Major Chris Hope and Captain Padruig Macintosh (red flightsuits) of the Snowbirds

Cadets get to meet Snowbirds despite cancellation

While the city may not have gotten to see the snowbirds in action other than a practice fly-by on Wednesday afternoon, Prince Rupert's cadets corps got to meet the pilots at a presentation at the Crest Hotel before the show.

Much to the disappointment of many Rupertites, the Snowbirds air show was cancelled due to the weather on the only rainy day in an otherwise uncommonly sunny week. The reason for the cancelation was the cloud cover.

The snowbirds have three different shows they can perform depending on the weather conditions. A high-altitude show, a low-altitude show and a flat show, all of which have different manoeuvres depending on how high the pilots can climb while still having good visibility. The stunt-flying squadron of the Canadian Airforce needed at least 1000 feet of clear air to perform the flat show; but at show time it was foggy even at ground level.

Before the show, squadron leader Maj. Chris Hope, put-off cancelling because he said he would make the call on whether it was safe for he and his pilots to fly at show-time, hoping that the nasty afternoon weather would clear up by then. So the downtown of Prince Rupert was packed with spectators — some of which had driven all the way from Smithers — waiting to watch planes that couldn’t put on a show for them.

“ This year we’ve lost about three shows [due to the weather]. I’m always optimistic, right up until the time when I have to make the call. The decision is usually made for me because the rules are so ridged. So, either have the weather, or I don’t,” said Maj. Hope before the performance.

While the city may not have gotten to see the snowbirds in action other than a practice fly-by on Wednesday afternoon, Prince Rupert’s cadets corps got to meet the pilots at a presentation at the Crest Hotel before the show.

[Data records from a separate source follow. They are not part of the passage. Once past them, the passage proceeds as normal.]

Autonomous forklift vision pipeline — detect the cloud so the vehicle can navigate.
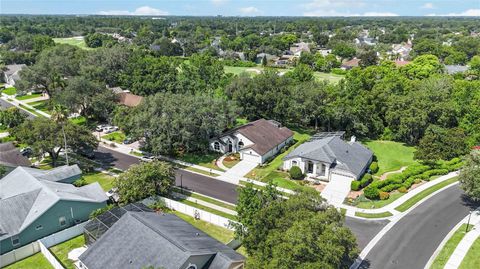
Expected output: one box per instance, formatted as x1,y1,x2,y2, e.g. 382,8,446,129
98,6,168,16
239,7,260,15
422,3,434,9
427,9,480,17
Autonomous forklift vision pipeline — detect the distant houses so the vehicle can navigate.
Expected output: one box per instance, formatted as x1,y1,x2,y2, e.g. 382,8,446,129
0,165,108,254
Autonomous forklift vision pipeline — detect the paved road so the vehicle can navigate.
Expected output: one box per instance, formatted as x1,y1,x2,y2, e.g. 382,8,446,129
95,146,388,248
361,185,478,269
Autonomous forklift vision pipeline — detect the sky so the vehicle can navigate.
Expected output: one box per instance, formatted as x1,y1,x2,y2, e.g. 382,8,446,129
0,0,480,17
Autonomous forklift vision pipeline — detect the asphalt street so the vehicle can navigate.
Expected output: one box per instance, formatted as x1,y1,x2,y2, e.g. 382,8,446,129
95,146,388,248
360,185,478,269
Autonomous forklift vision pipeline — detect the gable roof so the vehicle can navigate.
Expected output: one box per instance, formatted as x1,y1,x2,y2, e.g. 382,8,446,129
227,119,293,155
0,142,32,167
0,167,108,239
79,212,245,269
283,136,373,178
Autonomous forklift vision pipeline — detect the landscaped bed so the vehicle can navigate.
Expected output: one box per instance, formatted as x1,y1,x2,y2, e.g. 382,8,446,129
3,252,53,269
49,235,85,269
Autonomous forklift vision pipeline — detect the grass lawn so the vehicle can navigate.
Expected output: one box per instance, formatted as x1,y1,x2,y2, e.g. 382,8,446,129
173,211,233,244
53,37,92,50
82,172,115,191
102,131,126,144
356,192,405,209
15,93,42,100
395,177,458,212
459,238,480,269
178,152,223,171
355,211,392,219
2,87,17,95
430,224,472,269
364,140,416,175
3,252,53,269
49,235,85,269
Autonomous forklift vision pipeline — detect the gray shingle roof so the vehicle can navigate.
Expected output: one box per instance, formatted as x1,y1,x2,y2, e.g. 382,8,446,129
79,212,245,269
283,136,373,177
0,167,108,239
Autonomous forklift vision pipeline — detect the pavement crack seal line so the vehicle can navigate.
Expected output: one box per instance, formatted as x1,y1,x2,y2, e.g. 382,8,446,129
349,181,459,269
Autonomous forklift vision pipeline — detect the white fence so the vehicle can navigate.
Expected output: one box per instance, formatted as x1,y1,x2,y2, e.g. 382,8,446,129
142,197,237,230
0,221,88,269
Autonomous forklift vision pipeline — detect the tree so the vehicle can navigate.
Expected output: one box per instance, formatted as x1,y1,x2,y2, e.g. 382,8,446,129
113,161,175,204
235,185,358,268
12,117,98,166
0,107,27,128
458,149,480,201
414,125,467,162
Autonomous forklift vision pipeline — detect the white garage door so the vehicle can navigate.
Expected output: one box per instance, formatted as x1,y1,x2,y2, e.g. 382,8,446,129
321,173,353,205
242,152,261,163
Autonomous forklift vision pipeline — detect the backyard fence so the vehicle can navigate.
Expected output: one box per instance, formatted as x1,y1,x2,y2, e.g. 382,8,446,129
142,197,239,230
0,221,88,269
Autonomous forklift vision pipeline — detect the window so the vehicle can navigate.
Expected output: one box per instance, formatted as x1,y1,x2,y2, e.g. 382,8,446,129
11,235,20,246
58,217,67,226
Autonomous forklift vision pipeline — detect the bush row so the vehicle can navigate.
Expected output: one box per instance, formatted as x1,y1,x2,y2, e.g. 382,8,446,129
363,158,463,200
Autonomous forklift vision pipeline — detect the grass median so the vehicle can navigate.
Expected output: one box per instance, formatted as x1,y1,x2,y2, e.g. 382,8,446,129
395,177,458,212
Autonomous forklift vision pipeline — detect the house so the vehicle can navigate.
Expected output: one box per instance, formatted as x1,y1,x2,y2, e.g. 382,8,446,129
210,119,293,164
3,64,27,86
0,142,32,172
283,132,373,181
76,207,245,269
0,165,108,254
340,58,360,70
445,65,468,75
118,91,143,107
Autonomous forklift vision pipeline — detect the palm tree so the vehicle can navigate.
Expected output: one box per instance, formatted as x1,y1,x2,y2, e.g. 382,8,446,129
51,105,68,165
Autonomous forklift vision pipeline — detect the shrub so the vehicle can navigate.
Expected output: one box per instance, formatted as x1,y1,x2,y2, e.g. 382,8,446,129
370,162,378,174
363,184,380,200
350,180,360,191
289,165,303,179
379,191,390,200
398,186,408,193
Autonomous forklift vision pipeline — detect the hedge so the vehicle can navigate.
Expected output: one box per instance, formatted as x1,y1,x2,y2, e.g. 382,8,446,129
366,158,463,200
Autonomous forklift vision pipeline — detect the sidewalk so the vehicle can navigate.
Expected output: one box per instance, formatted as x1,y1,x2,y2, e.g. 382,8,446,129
444,210,480,269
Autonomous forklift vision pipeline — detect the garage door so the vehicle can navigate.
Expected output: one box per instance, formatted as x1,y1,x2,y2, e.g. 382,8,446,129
321,173,353,205
242,153,261,163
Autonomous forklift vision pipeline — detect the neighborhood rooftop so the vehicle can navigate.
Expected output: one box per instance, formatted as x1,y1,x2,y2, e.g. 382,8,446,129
79,211,245,269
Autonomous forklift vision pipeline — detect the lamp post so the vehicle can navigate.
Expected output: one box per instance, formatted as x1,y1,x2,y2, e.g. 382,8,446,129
465,210,472,233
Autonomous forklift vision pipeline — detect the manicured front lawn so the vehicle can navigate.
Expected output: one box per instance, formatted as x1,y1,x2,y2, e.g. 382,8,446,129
3,252,53,269
173,211,233,244
355,192,405,209
430,224,472,269
395,177,458,212
459,238,480,269
82,172,115,191
49,235,85,269
178,152,223,171
16,93,42,100
355,211,392,219
364,140,416,175
102,131,126,144
2,87,17,95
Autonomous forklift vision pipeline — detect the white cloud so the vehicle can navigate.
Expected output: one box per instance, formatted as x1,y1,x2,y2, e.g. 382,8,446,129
239,7,260,15
427,9,480,17
98,6,168,16
422,3,434,9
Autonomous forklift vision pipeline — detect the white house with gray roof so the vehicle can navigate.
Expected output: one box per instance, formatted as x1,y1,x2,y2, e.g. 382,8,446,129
0,165,108,254
283,135,373,181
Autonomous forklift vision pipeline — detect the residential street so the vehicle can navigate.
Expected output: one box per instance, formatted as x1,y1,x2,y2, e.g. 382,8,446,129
95,146,388,248
360,185,478,269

The meeting between the cadets and Canada’s most famous fighter pilots was a meet-your-heroes moment combined with a recruitment drive . The cadets were very interested in learning about how the Snowbirds operate and how pilots get to join the squadron. One cadet even knew that they flew CT-114 Tutor jets and have done so for over 40 years. Jets that the federal government says they will continue to fly at least until 2020.

“I would love to see a new Canadian-built airplane come back into the scenario. The reality is, I love the Tutor. I’ve got 5100 hours on the machine, it’s my baby, it’s like putting on a pair of comfortable blue jeans,” says Maj. Hope.

The meeting was also a bit of a recruitment session as the pilots told the cadets that being from a small town will not limit them in any way if they chose to be in the military, which is the way it can seem in other professions. Over half of the pilots in the Snowbirds were in cadets themselves when they were younger and a member of their technicians and other officers, Mac Velasco, is actually from Prince George.

“I grew up in a farming community where everyone expected you to stay and become a farmer or join some other aspect of the farming industry. So, [the military] is giving people options, everyone has their own niche in life and we try to fulfill it,” says Maj. Hope.